Salve, espectadores do canal. Hoje em dia os estudos de mídia, indústria cultural e afins já estão bem consolidados, ainda que estejam sempre precisando se adaptar a novas mídias e tecnologias que surgem o tempo todo. Só que, claro, nem sempre foi assim. A coisa começou a tomar forma de verdade e virar algo mais próximo do que temos hoje em meados dos anos 1970, se aproveitando do cenário favorável da época pelo boom de estudos sobre cultura popular iniciado nos anos 1960. E naquele momento um acadêmico entendeu que era muito importante discutir, refletir e teorizar sobre aquele que era o veículo de mídia mais poderoso, e que permanece até hoje muito forte, mesmo depois da Internet: a televisão. O livro de hoje é Televisão: tecnologia e forma cultural, de Raymond Williams, lançado no Brasil pelas editora Boitempo e PUC Minas.

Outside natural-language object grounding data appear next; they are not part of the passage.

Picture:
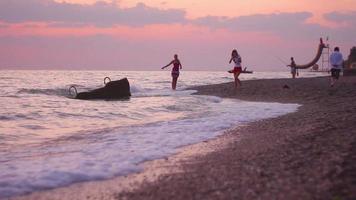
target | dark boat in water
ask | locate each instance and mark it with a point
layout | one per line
(119, 89)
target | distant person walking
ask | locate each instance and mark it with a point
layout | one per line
(175, 70)
(236, 58)
(293, 68)
(336, 61)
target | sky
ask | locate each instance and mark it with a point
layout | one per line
(144, 35)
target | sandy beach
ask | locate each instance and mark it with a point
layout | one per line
(309, 154)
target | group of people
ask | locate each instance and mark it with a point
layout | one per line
(336, 61)
(235, 57)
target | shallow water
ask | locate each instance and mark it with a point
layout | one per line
(48, 140)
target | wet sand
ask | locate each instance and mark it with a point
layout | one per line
(309, 154)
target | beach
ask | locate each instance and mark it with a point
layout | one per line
(308, 154)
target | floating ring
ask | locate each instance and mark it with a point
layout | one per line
(105, 80)
(70, 91)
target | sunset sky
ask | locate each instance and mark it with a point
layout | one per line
(144, 35)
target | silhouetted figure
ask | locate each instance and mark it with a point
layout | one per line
(237, 66)
(175, 70)
(293, 67)
(336, 61)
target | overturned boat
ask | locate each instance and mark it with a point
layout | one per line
(119, 89)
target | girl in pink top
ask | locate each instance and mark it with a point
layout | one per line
(175, 70)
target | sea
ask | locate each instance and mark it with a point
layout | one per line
(50, 140)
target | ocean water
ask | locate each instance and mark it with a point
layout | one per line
(49, 140)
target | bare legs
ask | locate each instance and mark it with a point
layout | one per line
(293, 75)
(237, 80)
(174, 83)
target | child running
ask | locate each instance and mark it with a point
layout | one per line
(175, 70)
(293, 68)
(237, 66)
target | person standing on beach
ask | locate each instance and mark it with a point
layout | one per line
(237, 66)
(175, 70)
(293, 67)
(336, 61)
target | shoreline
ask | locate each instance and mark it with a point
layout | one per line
(301, 155)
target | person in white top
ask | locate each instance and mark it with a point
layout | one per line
(336, 61)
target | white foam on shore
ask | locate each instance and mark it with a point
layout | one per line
(119, 151)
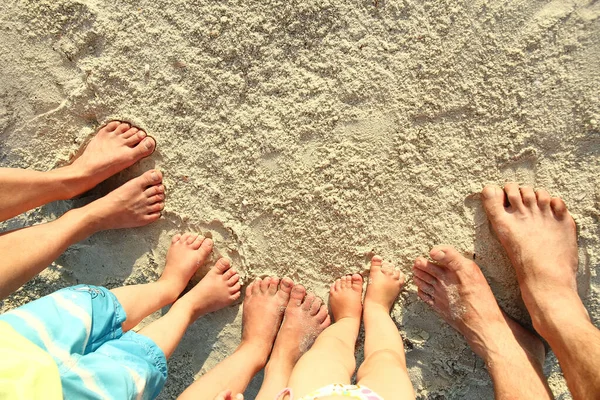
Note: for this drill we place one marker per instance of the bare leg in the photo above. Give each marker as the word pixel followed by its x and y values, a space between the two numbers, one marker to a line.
pixel 264 306
pixel 26 252
pixel 384 369
pixel 186 254
pixel 331 359
pixel 305 319
pixel 539 236
pixel 457 290
pixel 115 147
pixel 217 290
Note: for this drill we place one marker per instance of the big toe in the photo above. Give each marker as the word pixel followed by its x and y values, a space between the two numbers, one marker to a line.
pixel 493 200
pixel 448 257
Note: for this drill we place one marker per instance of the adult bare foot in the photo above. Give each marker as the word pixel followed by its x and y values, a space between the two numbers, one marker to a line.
pixel 384 285
pixel 264 307
pixel 539 236
pixel 345 297
pixel 305 318
pixel 135 203
pixel 187 253
pixel 116 146
pixel 456 289
pixel 219 288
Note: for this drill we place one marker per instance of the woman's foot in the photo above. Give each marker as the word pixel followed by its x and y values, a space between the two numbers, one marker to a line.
pixel 187 253
pixel 219 288
pixel 456 289
pixel 116 146
pixel 384 285
pixel 540 238
pixel 135 203
pixel 264 307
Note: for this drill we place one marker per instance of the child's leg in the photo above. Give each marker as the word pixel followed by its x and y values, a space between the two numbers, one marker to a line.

Esse livro foi lançado originalmente em 1974 e foi um dos primeiros estudos mais robustos sobre a televisão tanto como tecnologia quanto como forma cultural. Um dos conceitos que ele trazia era o de “fluxo televisivo”. Tendo contato com a TV nos Estados Unidos em uma viagem, Williams teorizou que a televisão não era estruturada por unidades separadas, nem era dividida entre, de um lado, os programas, e do outro, os anúncios. Para ele, havia um fluxo planejado onde a série não era a sequência de programas. A sequência de programas se junta a outra, que se junta a outra, e isso forma um fluxo real, que ele chama de “verdadeira radiodifusão”.
Eu estou citando esse conceito porque, na verdade, ele foi superado por estudos que vieram depois. Mas apesar disso, a abordagem que Williams tinha da televisão como mídia permaneceu forte e influente. Ele via a televisão como uma experiência cultural, e essa experiência surge por conta da articulação entre as práticas de produção, os determinismos da tecnologia e da economia, a função social da televisão dentro das casas, na vida dos espectadores, e as estruturas formais dos tipos de produtos televisivos individualmente.
Essa é uma abordagem multiperspectívica – ou seja, que parte de várias perspectivas para tentar enxergar melhor o todo –, e é bastante influente nos estudos de mídia e comunicação. É uma das bandeiras, por exemplo, de outro autor que foi um dos mais importantes na minha formação nos últimos anos, Douglas Kellner, que foi bastante influenciado pelos estudos culturais britânicos dos anos 1960 e 1970.
Outra característica desse livro que se tornou bastante influente é o fato de que Williams rejeita a ideia de um determinismo tecnológico, onde a televisão influencia diretamente o espectador de forma vertical. Para Williams, a história é a força determinante na formação dos sujeitos, e ela forma tanto o espectador quanto a televisão como estrutura midiática. Nós podemos falar que sim, a televisão influencia e afeta a sociedade, comportamentos, posicionamentos políticos, mas não pode controlar o público.
A influência da TV é um processo onde fatores determinantes reais – como a distribuição de poder, de capital, herança social e material, relações de poder, de escala entre grupos e afins – pressionam e estabelecem limites no público, e ela atende ao que os detentores do poder e do capital querem, mas não têm o poder de controle absoluto.
Para alguns isso pode parecer meio óbvio ou pouco relevante, mas na época em que esse livro saiu, foi uma reflexão importante, porque a perspectiva de um controle social midiático vertical e superpoderoso era bastante influente. E as reflexões teóricas que Williams trouxe nessa obra podem ser bem úteis para outros tipos de tecnologias, mesmo as que surgiram depois que o livro saiu. É considerado o primeiro clássico sobre os estudos sobre a televisão, e para quaisquer estudiosos de mídia e indústria cultural, este livro é uma leitura valiosa.